A cela s’ajoute encore l’endettement des promoteurs immobiliers, qui atteint, lui aussi, des niveaux inédits ; 1 500 milliards d’emprunts d’immobilier commercial doivent être remboursés ou refinancés avant la fin de 2025, à des taux très supérieurs aux taux des emprunts en cours. Tout cela avec des banques très fragilisées par ce qui s’est passé récemment et qui ne pourront pas participer à ces refinancements.

A cela s’ajoute un climat révolutionnaire, où plus personne n’exclut une crise constitutionnelle, pouvant même conduire, selon certains, à la sécession de certains Etats.

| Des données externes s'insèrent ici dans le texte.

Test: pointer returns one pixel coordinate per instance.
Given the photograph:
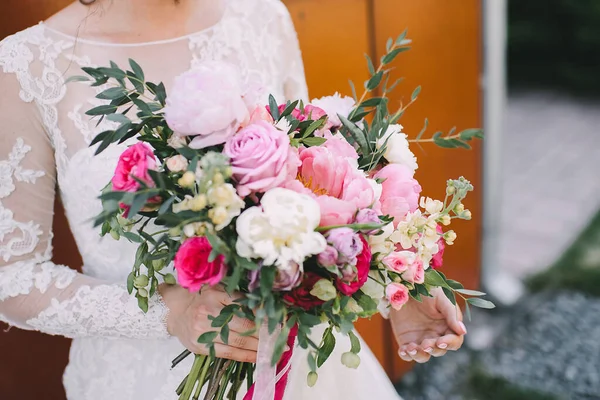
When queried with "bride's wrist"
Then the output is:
(176, 299)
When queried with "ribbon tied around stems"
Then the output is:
(270, 382)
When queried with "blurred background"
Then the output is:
(526, 71)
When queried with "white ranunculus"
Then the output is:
(334, 105)
(281, 230)
(397, 149)
(177, 163)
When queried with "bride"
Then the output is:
(120, 353)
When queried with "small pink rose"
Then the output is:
(192, 265)
(415, 273)
(399, 261)
(261, 158)
(397, 294)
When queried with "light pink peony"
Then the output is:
(192, 265)
(261, 158)
(134, 162)
(415, 273)
(400, 193)
(397, 294)
(207, 102)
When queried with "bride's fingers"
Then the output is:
(429, 346)
(450, 342)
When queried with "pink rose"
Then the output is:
(363, 265)
(397, 294)
(134, 162)
(261, 158)
(192, 265)
(400, 193)
(415, 273)
(399, 261)
(207, 102)
(438, 258)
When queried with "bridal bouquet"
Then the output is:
(311, 211)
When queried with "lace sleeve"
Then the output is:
(36, 294)
(295, 81)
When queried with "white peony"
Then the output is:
(334, 105)
(281, 230)
(397, 150)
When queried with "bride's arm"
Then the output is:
(34, 292)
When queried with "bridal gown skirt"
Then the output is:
(124, 369)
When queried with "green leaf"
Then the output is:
(225, 334)
(374, 81)
(400, 39)
(102, 110)
(314, 141)
(111, 93)
(388, 58)
(207, 337)
(353, 88)
(454, 284)
(143, 303)
(274, 108)
(415, 93)
(450, 295)
(130, 279)
(433, 278)
(355, 343)
(477, 302)
(370, 65)
(470, 292)
(326, 348)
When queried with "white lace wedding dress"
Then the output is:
(118, 352)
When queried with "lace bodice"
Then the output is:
(44, 143)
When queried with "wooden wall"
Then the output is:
(334, 35)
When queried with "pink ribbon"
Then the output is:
(270, 382)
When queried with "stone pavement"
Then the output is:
(551, 178)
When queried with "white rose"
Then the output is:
(177, 163)
(397, 150)
(281, 230)
(334, 105)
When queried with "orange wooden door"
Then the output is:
(445, 61)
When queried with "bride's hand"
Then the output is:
(426, 329)
(188, 319)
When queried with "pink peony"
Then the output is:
(192, 265)
(134, 162)
(415, 273)
(261, 158)
(363, 265)
(207, 102)
(399, 261)
(400, 193)
(438, 258)
(397, 294)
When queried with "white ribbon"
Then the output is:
(266, 374)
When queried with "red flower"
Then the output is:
(363, 265)
(301, 296)
(193, 267)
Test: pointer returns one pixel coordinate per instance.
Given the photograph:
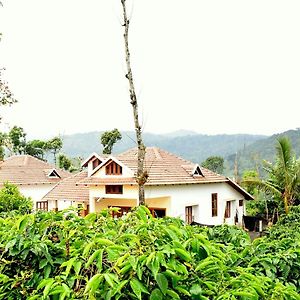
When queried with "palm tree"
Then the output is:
(283, 180)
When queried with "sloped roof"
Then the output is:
(26, 169)
(68, 190)
(164, 168)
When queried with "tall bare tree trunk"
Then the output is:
(141, 176)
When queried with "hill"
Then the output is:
(252, 155)
(192, 146)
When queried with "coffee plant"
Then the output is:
(50, 255)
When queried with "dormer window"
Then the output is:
(198, 171)
(113, 169)
(96, 163)
(53, 174)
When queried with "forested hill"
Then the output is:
(192, 146)
(251, 156)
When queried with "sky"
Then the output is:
(212, 67)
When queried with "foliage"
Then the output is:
(108, 139)
(214, 163)
(63, 256)
(64, 162)
(6, 96)
(17, 140)
(36, 148)
(283, 181)
(12, 200)
(54, 145)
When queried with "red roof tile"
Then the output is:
(68, 190)
(26, 169)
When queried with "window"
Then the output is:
(228, 209)
(188, 214)
(114, 189)
(96, 163)
(214, 204)
(198, 171)
(53, 174)
(83, 210)
(113, 169)
(42, 205)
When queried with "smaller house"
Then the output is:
(66, 193)
(175, 187)
(34, 177)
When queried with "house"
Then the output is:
(67, 193)
(34, 177)
(175, 187)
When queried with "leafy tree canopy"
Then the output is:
(108, 139)
(283, 176)
(214, 163)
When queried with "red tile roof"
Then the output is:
(164, 168)
(26, 170)
(68, 190)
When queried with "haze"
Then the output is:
(207, 66)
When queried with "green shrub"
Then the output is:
(63, 256)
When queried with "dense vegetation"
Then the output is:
(63, 256)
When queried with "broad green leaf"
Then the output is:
(183, 254)
(137, 287)
(162, 282)
(93, 284)
(156, 295)
(173, 294)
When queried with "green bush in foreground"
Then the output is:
(62, 256)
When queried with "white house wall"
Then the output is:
(36, 192)
(199, 196)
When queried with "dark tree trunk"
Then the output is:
(141, 176)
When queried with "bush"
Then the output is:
(50, 255)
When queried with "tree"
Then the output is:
(64, 162)
(283, 181)
(141, 174)
(108, 139)
(12, 200)
(54, 145)
(3, 139)
(6, 96)
(17, 140)
(214, 163)
(36, 148)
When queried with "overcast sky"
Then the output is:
(208, 66)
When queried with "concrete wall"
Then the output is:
(175, 198)
(35, 192)
(199, 197)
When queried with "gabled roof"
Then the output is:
(240, 189)
(68, 190)
(108, 160)
(162, 167)
(92, 156)
(26, 170)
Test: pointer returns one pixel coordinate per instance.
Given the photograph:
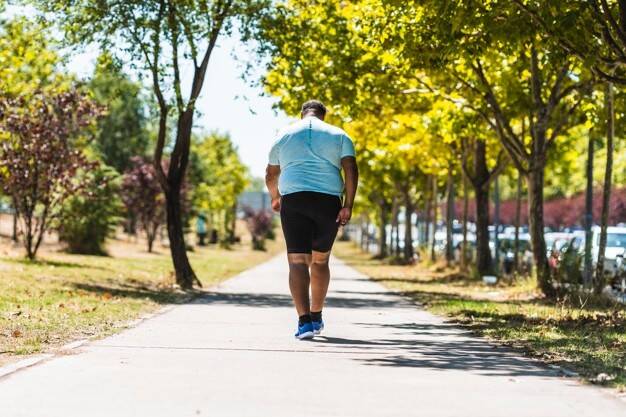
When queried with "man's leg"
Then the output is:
(320, 278)
(299, 281)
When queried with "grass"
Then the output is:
(590, 340)
(62, 297)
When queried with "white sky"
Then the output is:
(225, 103)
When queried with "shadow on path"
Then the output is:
(438, 346)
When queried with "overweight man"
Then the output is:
(304, 180)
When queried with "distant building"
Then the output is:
(256, 200)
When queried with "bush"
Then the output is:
(86, 220)
(568, 274)
(259, 223)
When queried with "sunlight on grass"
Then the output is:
(589, 340)
(64, 297)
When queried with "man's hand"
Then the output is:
(276, 204)
(344, 215)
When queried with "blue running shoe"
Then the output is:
(305, 331)
(318, 326)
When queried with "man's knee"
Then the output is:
(297, 260)
(320, 258)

Le reste du monde souffrirait terriblement d’une telle crise ; l’Europe, elle-même terriblement endettée, plongerait dans une récession, perdant des marchés d’exportation sans que sa demande intérieure ne puisse prendre le relais. De même pour la Chine. Seule la Russie, qui n’a plus rien à perdre, aurait à y gagner ; et elle va sans doute y contribuer par des cyberattaques, comme elle l’a sans doute fait il y a un mois quand les banques californiennes ont été attaquées.

On ne peut pas penser que la croissance actuelle suffira à avaler cette dette, comme ce fut le cas en 1950 : le rapport du FMI, pour son Assemblée annuelle de cette semaine, est sur ce point lucide, même s’il est incroyablement discret sur les risques financiers systémiques qui rongent l’économie de son principal actionnaire, américain.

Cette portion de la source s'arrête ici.